4. Follow the Discount Policy
Self-pay patients are the ones who are financially liable for the whole or a part of the cost of their treatment. It is possible that it will be required to provide these people a discount in order to ensure that they will have access to medical services.
In terms of discounts, you are required to comply with the requirements of both the state and the federal government. Take note that the fee discount schedule will be updated on an annual basis in the Federal Register. You, as an institution, should make use of the sliding fee scale in order to determine whether or not the patient is financially eligible.
5. Look For Any Hidden Health Coverage
When self-paying patient goes to the doctor, they often get the impression that they are not covered by any health insurance. There is still the potential that they have a cover hidden under the paperwork and red tape. In addition, there have been instances in which patients who originally self-paid for their medical care later got insurance coverage or qualified for the Medicaid program.
Consider putting up a comprehensive insurance and healthcare checklist for the patient to go through before receiving treatment. This will help ensure that the patient does not end up spending more than necessary for the services that they get.
6. Create an Effective Payment Policy
Given that medical treatment might be costly, you may believe that you owe the patients some degree of compassion in the event that they are unable to fulfill their financial responsibility. Nevertheless, it is important to keep in mind that payment is required at the time the services are carried out. You will want to make certain that this is included in your payment policy and that self-pay patients are well aware of this before you provide any services to them.
Be sure to request a promissory note and a partial payment from clients who are unable to pay the whole amount due during their visit if they want to establish a payment plan with you. Having a payment policy that is completely problem-free is, in general, the best method to ensure that there are no issues throughout the process of bill collection.

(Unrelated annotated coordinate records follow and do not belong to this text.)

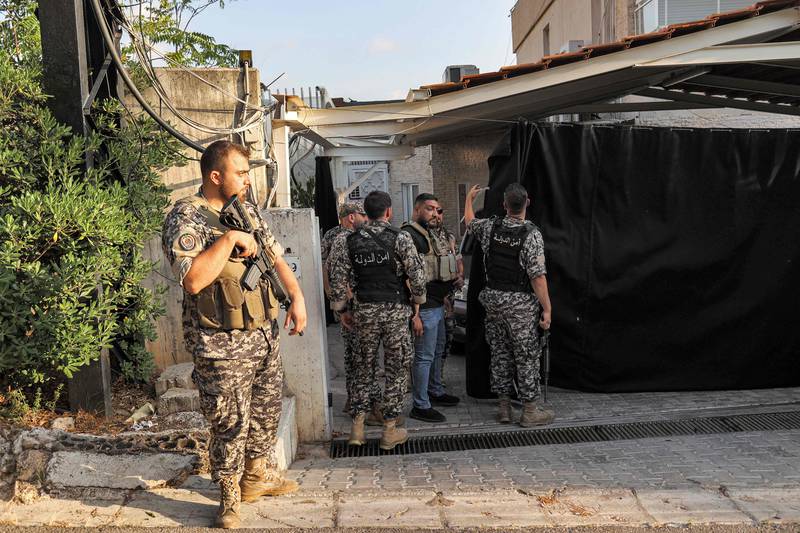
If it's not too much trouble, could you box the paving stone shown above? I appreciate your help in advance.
[728,487,800,524]
[531,486,648,526]
[111,489,219,527]
[637,487,752,524]
[444,491,552,528]
[338,492,442,528]
[0,495,124,527]
[46,452,197,489]
[158,388,200,416]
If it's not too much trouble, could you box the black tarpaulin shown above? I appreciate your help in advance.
[468,124,800,396]
[314,156,339,234]
[314,156,339,324]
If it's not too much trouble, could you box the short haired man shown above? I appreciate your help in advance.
[429,209,465,388]
[328,191,425,450]
[320,202,383,418]
[162,141,306,528]
[402,193,459,423]
[464,183,553,427]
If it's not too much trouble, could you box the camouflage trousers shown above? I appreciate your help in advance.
[350,303,414,419]
[192,321,283,481]
[333,311,383,405]
[479,289,541,402]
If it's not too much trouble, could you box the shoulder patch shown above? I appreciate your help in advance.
[178,233,197,252]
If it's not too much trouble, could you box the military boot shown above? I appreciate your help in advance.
[364,404,383,426]
[381,418,408,450]
[347,413,367,446]
[497,396,511,424]
[364,404,406,427]
[519,402,555,428]
[239,457,298,502]
[214,476,240,529]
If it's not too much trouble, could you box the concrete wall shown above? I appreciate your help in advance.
[261,209,331,442]
[511,0,593,63]
[122,68,269,370]
[431,132,502,236]
[389,146,433,226]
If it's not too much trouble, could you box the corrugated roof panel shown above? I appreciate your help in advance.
[412,0,800,96]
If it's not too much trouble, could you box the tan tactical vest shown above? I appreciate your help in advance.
[180,194,279,330]
[404,222,458,281]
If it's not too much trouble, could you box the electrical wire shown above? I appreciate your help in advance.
[90,0,205,153]
[111,3,264,136]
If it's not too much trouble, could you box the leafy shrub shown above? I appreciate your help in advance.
[0,45,182,392]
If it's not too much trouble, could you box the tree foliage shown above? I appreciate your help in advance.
[123,0,239,67]
[0,1,182,391]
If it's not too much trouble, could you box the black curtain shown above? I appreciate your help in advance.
[468,124,800,391]
[314,156,339,324]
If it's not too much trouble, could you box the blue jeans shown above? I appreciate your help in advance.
[411,306,447,409]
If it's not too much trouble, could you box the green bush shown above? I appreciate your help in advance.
[0,45,182,392]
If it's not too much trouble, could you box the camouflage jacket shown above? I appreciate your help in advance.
[467,217,547,298]
[161,191,283,351]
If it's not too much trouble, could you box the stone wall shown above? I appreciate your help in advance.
[431,131,502,236]
[389,146,433,226]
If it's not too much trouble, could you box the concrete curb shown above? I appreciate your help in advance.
[0,484,800,530]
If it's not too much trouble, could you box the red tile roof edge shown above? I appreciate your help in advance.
[420,0,800,96]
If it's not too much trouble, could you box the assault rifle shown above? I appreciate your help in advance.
[219,194,292,309]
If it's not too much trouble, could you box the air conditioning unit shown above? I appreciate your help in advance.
[558,39,583,54]
[442,65,481,83]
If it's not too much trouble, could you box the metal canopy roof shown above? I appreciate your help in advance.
[290,0,800,152]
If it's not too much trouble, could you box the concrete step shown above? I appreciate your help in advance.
[155,363,197,396]
[158,387,200,416]
[47,452,197,490]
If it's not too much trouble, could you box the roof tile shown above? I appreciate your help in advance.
[421,0,800,96]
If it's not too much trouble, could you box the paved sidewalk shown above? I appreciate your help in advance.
[0,331,800,530]
[328,326,800,437]
[0,480,800,529]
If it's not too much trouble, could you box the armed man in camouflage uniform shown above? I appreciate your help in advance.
[328,191,425,450]
[162,141,306,528]
[321,202,383,418]
[464,183,553,427]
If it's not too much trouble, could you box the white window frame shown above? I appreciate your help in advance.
[400,183,419,222]
[633,0,660,35]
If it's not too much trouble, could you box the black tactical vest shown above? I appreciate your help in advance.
[484,218,534,292]
[347,226,409,303]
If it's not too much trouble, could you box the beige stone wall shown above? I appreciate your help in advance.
[389,146,433,226]
[123,68,269,370]
[511,0,592,63]
[431,132,502,236]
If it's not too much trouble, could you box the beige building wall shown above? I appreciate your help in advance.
[389,146,433,226]
[431,132,502,237]
[511,0,597,64]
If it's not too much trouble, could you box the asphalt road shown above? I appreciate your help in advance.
[0,524,800,533]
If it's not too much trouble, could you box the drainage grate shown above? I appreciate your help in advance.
[331,411,800,459]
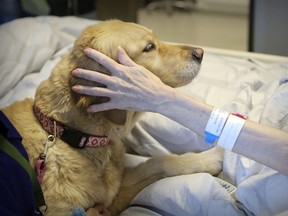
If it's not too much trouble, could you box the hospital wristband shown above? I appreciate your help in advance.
[204,108,229,144]
[217,114,246,151]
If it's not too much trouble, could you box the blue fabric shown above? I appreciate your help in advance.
[0,111,39,216]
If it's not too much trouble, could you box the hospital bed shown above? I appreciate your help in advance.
[0,16,288,216]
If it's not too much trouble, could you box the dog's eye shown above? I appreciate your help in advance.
[143,43,155,52]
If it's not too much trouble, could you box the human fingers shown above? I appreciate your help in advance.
[72,85,115,97]
[84,48,120,75]
[87,102,117,112]
[72,68,113,85]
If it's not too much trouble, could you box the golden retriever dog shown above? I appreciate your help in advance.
[2,20,222,216]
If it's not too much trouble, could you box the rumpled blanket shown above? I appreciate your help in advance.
[0,17,288,216]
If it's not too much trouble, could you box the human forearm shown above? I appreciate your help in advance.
[152,87,213,137]
[232,121,288,175]
[155,91,288,175]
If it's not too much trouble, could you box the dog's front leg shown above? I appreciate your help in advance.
[109,147,223,215]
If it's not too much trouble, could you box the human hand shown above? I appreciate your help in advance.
[72,47,171,112]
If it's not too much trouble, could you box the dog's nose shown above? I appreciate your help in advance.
[192,48,204,62]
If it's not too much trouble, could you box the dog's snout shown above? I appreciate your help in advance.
[192,48,204,62]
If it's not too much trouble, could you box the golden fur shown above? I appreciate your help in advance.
[3,20,222,216]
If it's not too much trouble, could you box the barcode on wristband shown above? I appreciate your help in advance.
[217,115,245,151]
[204,108,229,144]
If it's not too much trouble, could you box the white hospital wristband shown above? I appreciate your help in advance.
[204,108,229,144]
[217,114,245,151]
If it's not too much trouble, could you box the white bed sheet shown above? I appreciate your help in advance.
[0,17,288,216]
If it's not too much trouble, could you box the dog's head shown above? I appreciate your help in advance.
[71,20,203,111]
[36,20,203,137]
[72,20,203,87]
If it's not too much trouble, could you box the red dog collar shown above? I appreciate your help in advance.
[34,105,110,148]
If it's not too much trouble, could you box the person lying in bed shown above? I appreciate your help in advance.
[73,48,288,175]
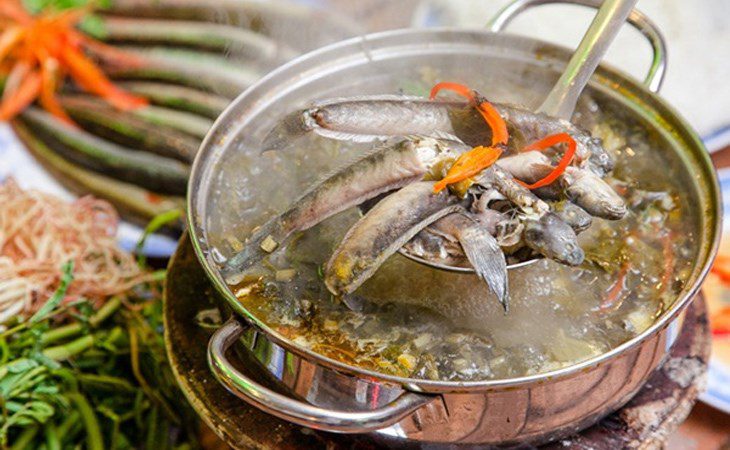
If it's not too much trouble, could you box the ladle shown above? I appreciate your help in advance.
[400,0,638,272]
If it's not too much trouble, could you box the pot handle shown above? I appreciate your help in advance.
[487,0,667,93]
[208,318,434,433]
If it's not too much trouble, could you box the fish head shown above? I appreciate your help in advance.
[410,136,463,174]
[524,213,585,266]
[556,202,593,233]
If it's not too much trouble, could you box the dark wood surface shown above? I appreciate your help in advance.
[165,236,710,450]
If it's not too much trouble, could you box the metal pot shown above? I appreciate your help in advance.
[188,0,720,444]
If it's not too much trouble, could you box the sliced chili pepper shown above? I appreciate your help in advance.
[0,71,41,121]
[429,81,509,147]
[710,307,730,336]
[517,133,577,189]
[433,146,502,192]
[477,100,509,147]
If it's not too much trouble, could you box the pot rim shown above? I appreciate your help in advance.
[186,27,722,393]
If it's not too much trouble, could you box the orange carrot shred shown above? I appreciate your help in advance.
[0,72,41,121]
[39,58,76,127]
[518,133,577,189]
[61,47,147,111]
[0,0,148,124]
[433,146,502,193]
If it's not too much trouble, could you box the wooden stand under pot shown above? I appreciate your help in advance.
[164,236,710,450]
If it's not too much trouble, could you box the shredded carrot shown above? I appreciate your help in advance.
[0,0,32,24]
[518,133,577,189]
[0,72,41,121]
[433,146,502,193]
[60,47,147,111]
[710,306,730,336]
[710,255,730,337]
[0,0,147,124]
[40,58,76,126]
[0,179,152,322]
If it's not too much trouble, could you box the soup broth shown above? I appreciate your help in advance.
[216,68,699,381]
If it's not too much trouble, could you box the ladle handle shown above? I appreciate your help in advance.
[487,0,667,93]
[208,319,436,433]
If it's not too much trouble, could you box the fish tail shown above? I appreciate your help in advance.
[221,217,287,285]
[459,226,509,312]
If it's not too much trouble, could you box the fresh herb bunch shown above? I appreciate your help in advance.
[0,213,196,450]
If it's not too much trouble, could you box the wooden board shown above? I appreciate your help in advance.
[164,236,710,450]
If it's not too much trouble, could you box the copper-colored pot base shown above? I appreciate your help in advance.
[164,236,710,450]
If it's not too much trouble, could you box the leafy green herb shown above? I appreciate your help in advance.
[134,209,183,265]
[0,263,196,450]
[23,0,111,14]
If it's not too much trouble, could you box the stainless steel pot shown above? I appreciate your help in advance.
[189,0,720,444]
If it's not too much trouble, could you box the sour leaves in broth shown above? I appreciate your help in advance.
[225,87,698,381]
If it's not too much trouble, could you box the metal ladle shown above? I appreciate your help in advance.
[399,0,640,273]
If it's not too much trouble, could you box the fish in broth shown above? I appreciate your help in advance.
[220,80,697,380]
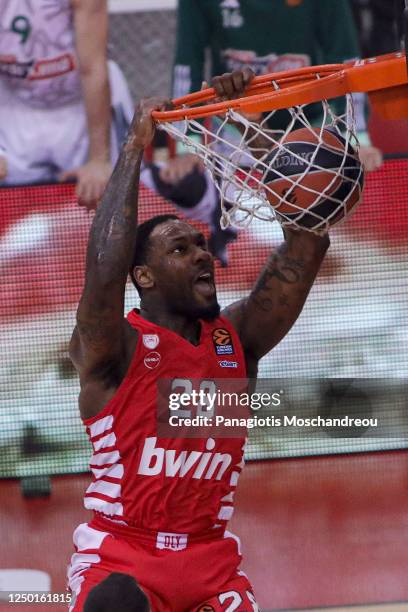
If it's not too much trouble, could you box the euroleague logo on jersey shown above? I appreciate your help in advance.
[143,334,159,350]
[213,327,234,355]
[143,351,161,370]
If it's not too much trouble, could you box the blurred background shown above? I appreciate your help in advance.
[0,0,408,610]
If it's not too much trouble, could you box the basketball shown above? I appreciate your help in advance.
[263,128,364,229]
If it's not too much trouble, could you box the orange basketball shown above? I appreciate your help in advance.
[263,128,364,229]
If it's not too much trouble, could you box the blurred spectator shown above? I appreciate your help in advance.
[0,0,132,207]
[351,0,405,57]
[143,0,382,263]
[0,147,7,181]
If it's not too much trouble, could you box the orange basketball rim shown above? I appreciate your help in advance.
[152,51,408,123]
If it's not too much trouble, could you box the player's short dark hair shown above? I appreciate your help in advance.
[84,572,150,612]
[129,214,179,291]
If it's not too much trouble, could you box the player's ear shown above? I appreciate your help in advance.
[133,266,154,289]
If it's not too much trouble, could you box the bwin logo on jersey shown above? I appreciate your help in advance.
[137,436,232,480]
[221,0,244,29]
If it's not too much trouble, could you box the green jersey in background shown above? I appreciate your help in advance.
[173,0,364,128]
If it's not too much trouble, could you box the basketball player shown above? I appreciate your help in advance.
[0,0,133,207]
[68,69,329,612]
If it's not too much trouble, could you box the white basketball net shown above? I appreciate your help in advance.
[159,95,362,234]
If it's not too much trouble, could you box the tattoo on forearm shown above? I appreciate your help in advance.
[250,251,305,311]
[87,125,142,289]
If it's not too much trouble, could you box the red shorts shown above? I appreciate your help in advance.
[68,518,258,612]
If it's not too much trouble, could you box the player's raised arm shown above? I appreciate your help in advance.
[70,99,169,374]
[223,227,330,361]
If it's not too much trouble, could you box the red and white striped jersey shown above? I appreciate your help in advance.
[84,310,246,534]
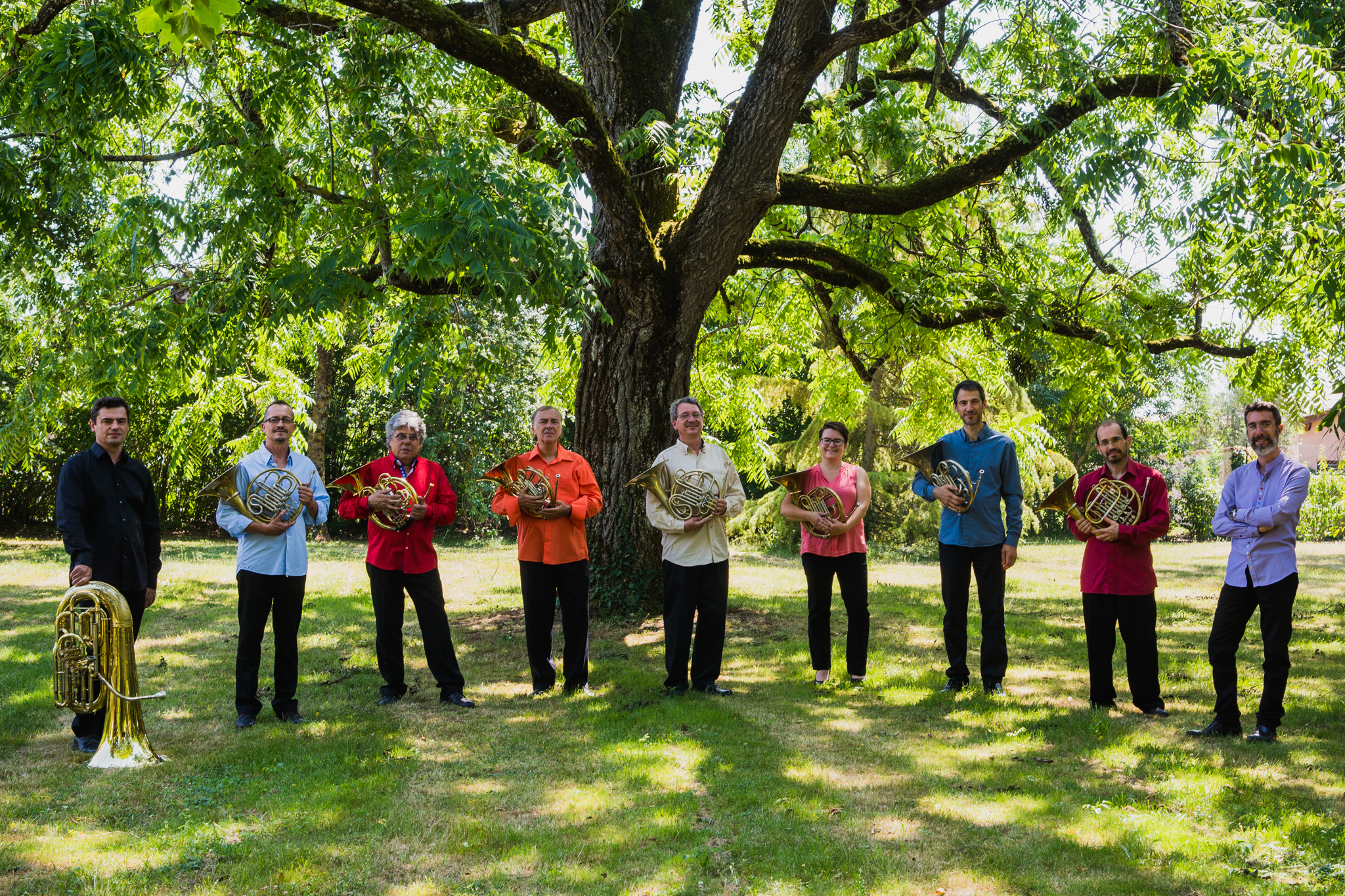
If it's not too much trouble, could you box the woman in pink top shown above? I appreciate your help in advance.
[780,421,873,684]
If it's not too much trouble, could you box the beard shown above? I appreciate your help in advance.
[1250,435,1279,457]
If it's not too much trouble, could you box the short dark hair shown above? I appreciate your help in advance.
[1243,402,1282,426]
[89,395,131,423]
[818,421,850,444]
[1093,416,1130,444]
[952,380,986,404]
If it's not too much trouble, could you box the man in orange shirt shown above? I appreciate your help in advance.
[491,404,603,696]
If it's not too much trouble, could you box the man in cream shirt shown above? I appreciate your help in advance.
[644,396,747,696]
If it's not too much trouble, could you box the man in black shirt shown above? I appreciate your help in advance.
[56,396,163,752]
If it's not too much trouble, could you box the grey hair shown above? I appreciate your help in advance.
[385,410,425,442]
[533,404,565,423]
[669,395,705,421]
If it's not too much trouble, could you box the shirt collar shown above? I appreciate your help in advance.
[958,423,996,444]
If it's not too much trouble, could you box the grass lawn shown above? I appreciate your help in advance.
[0,542,1345,896]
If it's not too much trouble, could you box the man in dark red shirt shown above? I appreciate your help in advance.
[1069,421,1170,717]
[336,411,476,710]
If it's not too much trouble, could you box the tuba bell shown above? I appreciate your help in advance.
[476,461,561,517]
[901,442,986,513]
[627,461,720,520]
[327,462,435,532]
[771,470,845,539]
[196,463,304,523]
[51,582,168,769]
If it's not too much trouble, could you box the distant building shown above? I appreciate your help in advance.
[1290,412,1341,470]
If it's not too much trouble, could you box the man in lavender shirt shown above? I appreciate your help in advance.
[1186,402,1310,743]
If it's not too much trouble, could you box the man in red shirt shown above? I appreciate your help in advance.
[1069,421,1170,717]
[336,411,476,710]
[491,404,603,697]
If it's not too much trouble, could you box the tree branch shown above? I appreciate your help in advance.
[330,0,661,268]
[738,239,1256,357]
[775,74,1174,215]
[795,68,1005,125]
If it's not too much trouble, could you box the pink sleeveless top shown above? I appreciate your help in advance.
[799,463,869,557]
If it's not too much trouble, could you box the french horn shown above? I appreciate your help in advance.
[476,461,561,517]
[327,462,435,532]
[627,461,721,520]
[1037,475,1149,525]
[51,582,168,769]
[196,463,304,523]
[901,442,986,513]
[771,470,845,539]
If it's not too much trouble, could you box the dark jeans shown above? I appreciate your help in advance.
[234,570,308,717]
[1209,572,1298,731]
[939,542,1009,688]
[803,551,869,678]
[663,560,729,691]
[364,561,463,697]
[1084,592,1164,712]
[518,560,588,691]
[70,586,145,738]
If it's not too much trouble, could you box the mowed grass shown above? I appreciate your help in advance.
[0,542,1345,896]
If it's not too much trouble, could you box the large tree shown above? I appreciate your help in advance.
[0,0,1340,610]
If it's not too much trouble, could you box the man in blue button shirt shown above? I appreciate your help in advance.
[1186,402,1312,743]
[910,380,1022,696]
[215,402,331,728]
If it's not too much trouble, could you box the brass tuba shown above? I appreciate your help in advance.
[51,582,168,769]
[627,461,721,520]
[327,463,435,532]
[196,463,304,523]
[901,442,986,513]
[476,461,561,517]
[1037,475,1149,525]
[771,470,845,539]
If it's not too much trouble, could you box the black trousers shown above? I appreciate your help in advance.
[939,542,1009,688]
[803,551,869,678]
[234,570,308,717]
[1084,592,1164,712]
[70,588,145,738]
[364,561,464,697]
[518,560,588,691]
[1209,572,1298,731]
[663,560,729,691]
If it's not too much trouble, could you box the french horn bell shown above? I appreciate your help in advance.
[771,470,845,539]
[51,582,168,769]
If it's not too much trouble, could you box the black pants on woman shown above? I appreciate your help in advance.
[518,560,588,691]
[1209,572,1298,731]
[364,560,463,697]
[803,551,869,678]
[939,542,1009,688]
[1084,591,1164,712]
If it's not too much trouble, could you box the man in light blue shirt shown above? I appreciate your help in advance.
[215,402,331,728]
[1186,402,1312,743]
[910,380,1022,697]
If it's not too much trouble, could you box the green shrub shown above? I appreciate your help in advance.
[728,470,939,551]
[1298,467,1345,542]
[1172,458,1218,542]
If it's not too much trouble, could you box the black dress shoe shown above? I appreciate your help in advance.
[1186,719,1243,738]
[1246,725,1279,744]
[439,691,476,710]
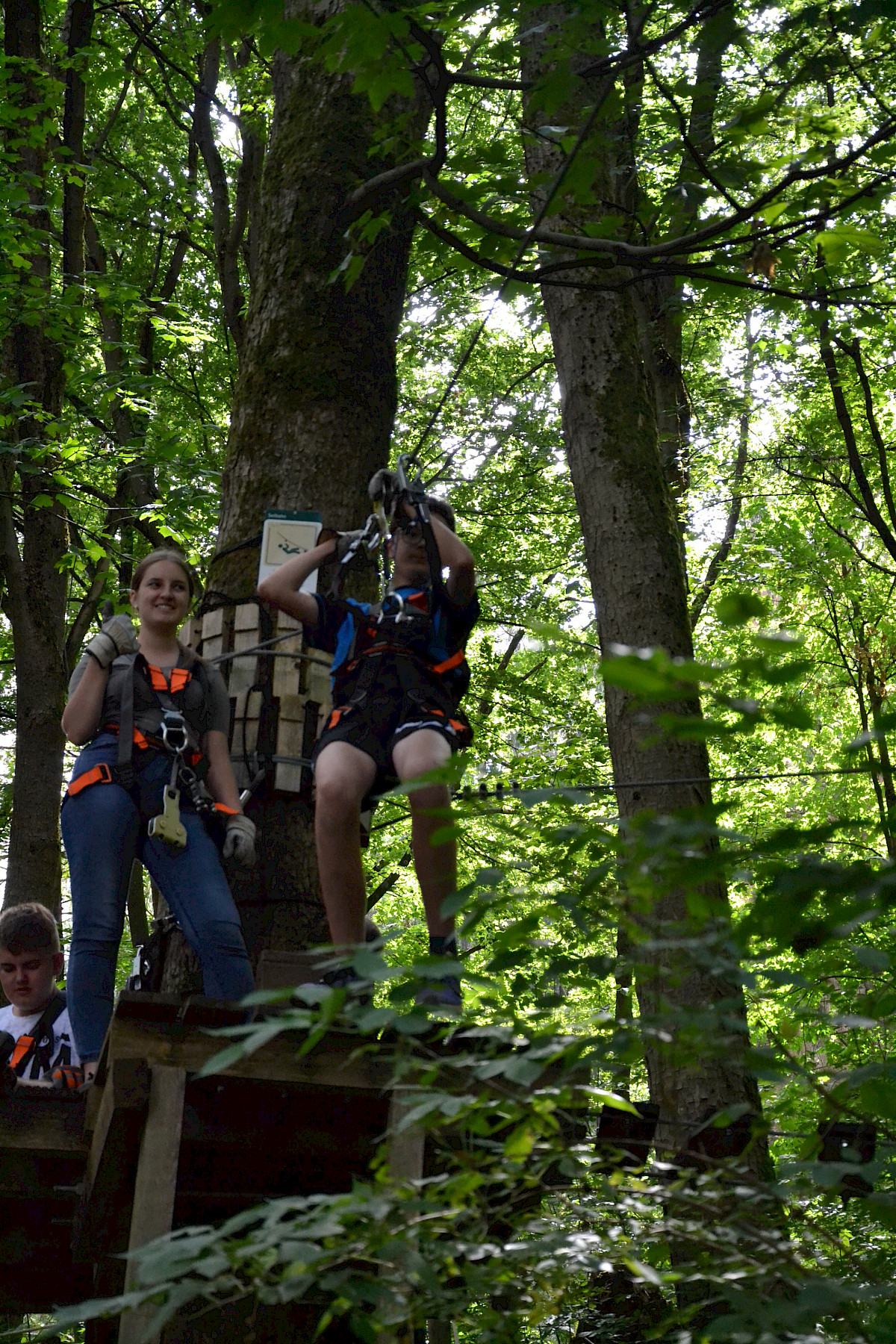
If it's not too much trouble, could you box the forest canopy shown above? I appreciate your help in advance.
[0,0,896,1344]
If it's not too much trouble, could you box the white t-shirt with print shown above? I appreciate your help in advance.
[0,1004,81,1082]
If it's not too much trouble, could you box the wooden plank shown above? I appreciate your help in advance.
[101,1016,391,1092]
[118,1065,187,1344]
[387,1092,426,1181]
[0,1083,87,1156]
[0,1148,86,1198]
[255,948,328,989]
[230,691,262,756]
[273,612,304,693]
[71,1059,149,1260]
[203,606,234,664]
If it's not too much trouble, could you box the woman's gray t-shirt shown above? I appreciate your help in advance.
[69,653,230,736]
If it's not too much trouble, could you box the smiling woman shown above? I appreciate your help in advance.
[62,551,255,1079]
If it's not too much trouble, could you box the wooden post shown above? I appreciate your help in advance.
[388,1092,426,1181]
[379,1092,426,1344]
[118,1065,187,1344]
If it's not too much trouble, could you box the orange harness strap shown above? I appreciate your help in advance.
[10,1036,35,1068]
[146,662,192,695]
[66,761,111,795]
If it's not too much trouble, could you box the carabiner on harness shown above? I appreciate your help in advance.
[146,709,192,850]
[376,593,411,625]
[161,709,190,756]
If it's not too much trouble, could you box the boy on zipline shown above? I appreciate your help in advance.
[258,473,479,1007]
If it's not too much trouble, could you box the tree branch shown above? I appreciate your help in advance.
[193,37,247,358]
[819,316,896,561]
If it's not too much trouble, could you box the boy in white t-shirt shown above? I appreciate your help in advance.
[0,902,84,1090]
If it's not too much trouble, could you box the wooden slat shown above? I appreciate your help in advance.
[255,948,326,989]
[388,1092,426,1181]
[98,1016,391,1092]
[203,606,232,664]
[118,1065,187,1344]
[71,1059,149,1260]
[0,1083,87,1156]
[273,612,304,696]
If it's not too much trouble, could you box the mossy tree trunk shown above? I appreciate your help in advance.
[523,7,767,1173]
[169,4,427,954]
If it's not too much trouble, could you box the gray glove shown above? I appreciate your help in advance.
[222,812,255,868]
[333,527,364,561]
[87,615,140,668]
[367,469,398,514]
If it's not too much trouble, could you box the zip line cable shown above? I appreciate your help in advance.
[407,81,609,489]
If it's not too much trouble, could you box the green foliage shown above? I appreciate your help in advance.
[12,0,896,1344]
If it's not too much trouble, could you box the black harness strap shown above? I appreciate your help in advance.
[116,649,210,789]
[116,653,141,789]
[12,989,66,1078]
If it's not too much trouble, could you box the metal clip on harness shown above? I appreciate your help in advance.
[146,709,187,850]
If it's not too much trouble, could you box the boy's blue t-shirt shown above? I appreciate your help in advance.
[306,585,479,695]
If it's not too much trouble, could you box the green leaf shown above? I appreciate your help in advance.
[716,593,768,626]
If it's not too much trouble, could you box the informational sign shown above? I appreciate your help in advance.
[258,509,323,593]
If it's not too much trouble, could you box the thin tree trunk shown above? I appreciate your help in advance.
[523,7,765,1172]
[0,0,69,911]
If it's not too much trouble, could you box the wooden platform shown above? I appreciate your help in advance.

When it comes to invoicing your self-pay patients, it is imperative that you follow the best practices and rules in the industry. This will ensure that your facility continues to have a good cash flow. By doing so, you may prevent the need for write-offs due to bad debt while also ensuring that your patients have a positive experience.
The Bottom Line
At a time when it is becoming more difficult to make a living as a physician, you cannot afford to lose money because your self-pay patients do not pay what they are obligated to pay for their care, regardless of whether they are doing it intentionally or unintentionally. You and your team will need to put in some more effort in order to bring in this money, and these rules for charging self-pay patients will help you out.
You may also undertake a variety of actions on your own with patients. Make some phone calls or send a letter through your attorney. Transfer the debt to a trustworthy collection agency. Take the case to small-claims court if necessary.